Alana si risvegliò di colpo. Era cosciente, ma non riusciva ad aprire gli occhi. Il suolo sotto di sé era umido, lo toccò con una mano. Terra. Cercò di muoversi, ma appena girò il collo un dolore straziante le invase tutto il corpo. Tentò nuovamente di aprire gli occhi e, con fatica, come se il suo cervello avesse realizzato di essere sveglio, ci riuscì. Davanti a sé c'erano rami ricoperti di foglie verdi, di un verde così vivo che quasi sembravano brillare. Era notte, di questo era certa, ma il cielo non era di quel blu scuro che tanto assomigliava al nero: era una notte luminosa e, forse aveva ricevuto un colpo alla testa, ma da quello che riusciva a intravedere tra gli alberi le sembrava... Viola? Fece per alzarsi, ma sentiva dolore in tutto il corpo. Frammenti della notte precedente cominciarono ad arrivare nella sua mente. Non erano chiari, ma erano esaustivi per riportarle alla memoria quello che era effettivamente successo: la pioggia, l'incrocio, il camion. Era forse morta?
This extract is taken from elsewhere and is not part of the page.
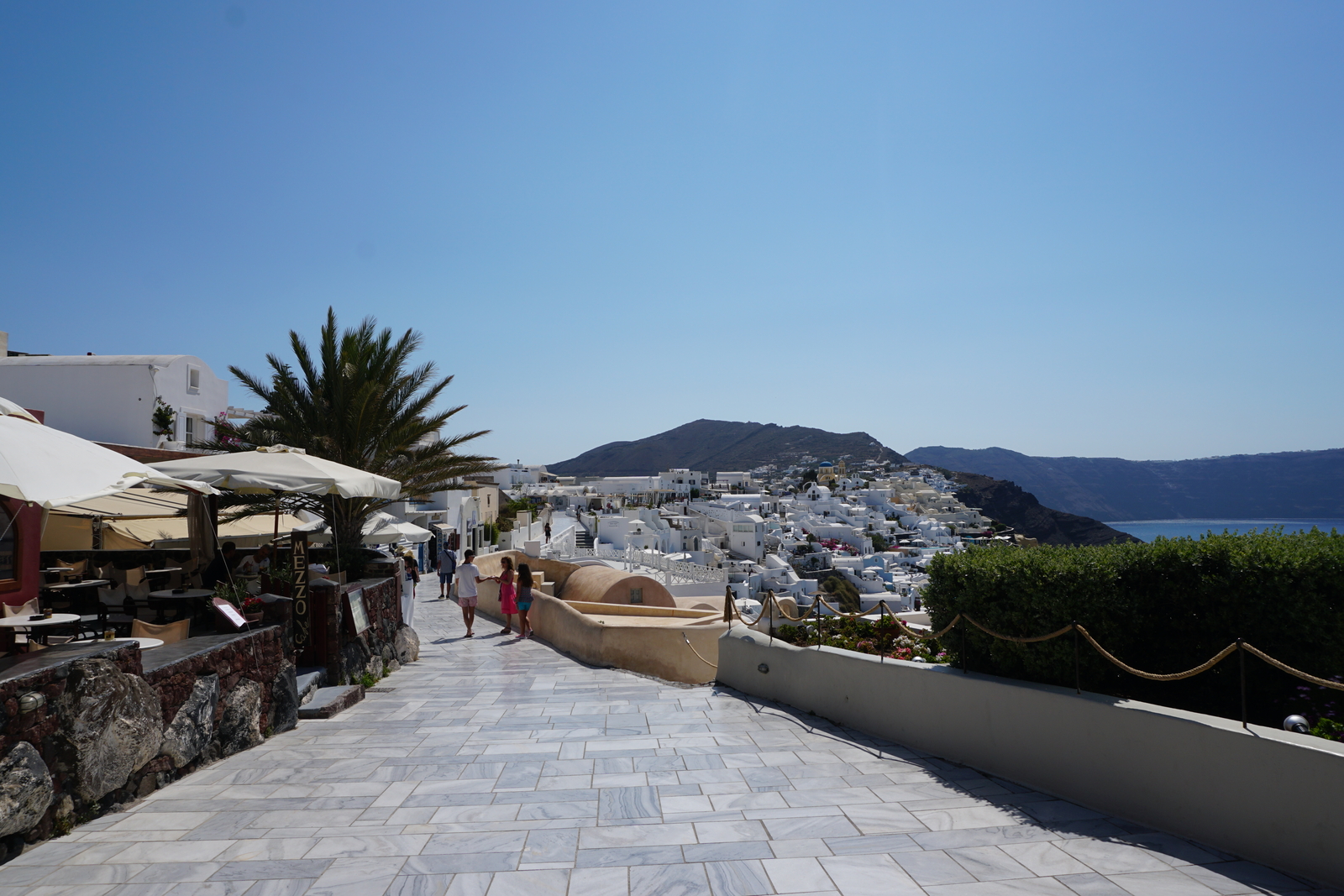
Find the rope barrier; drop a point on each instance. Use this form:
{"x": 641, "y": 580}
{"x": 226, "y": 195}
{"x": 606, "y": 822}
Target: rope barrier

Cercò di raccogliere tutte le sue forze e, nonostante il dolore lancinante, fece forza sulle sue esili braccia e si tirò su. Era in una foresta e non poté fare a meno di chiedersi come ci fosse finita. "Probabilmente devo essere stata catapultata fuori dalla macchina" pensò. Ma non era possibile: non c'erano foreste in quella zona. Non c'erano affatto foreste nella sua città: solo strade e palazzi. L'avevano rapita? Chiuse di nuovo gli occhi, per cercare di ricordare qualcosa in più, qualsiasi cosa, ma tutto ciò che riaffiorava era quell'incrocio e i fari spuntati all'improvviso. Cercò il suo telefono nelle tasche, ma non lo trovò. Doveva esserle caduto durante l'incidente. O qualcuno glielo aveva preso per evitare che chiedesse aiuto.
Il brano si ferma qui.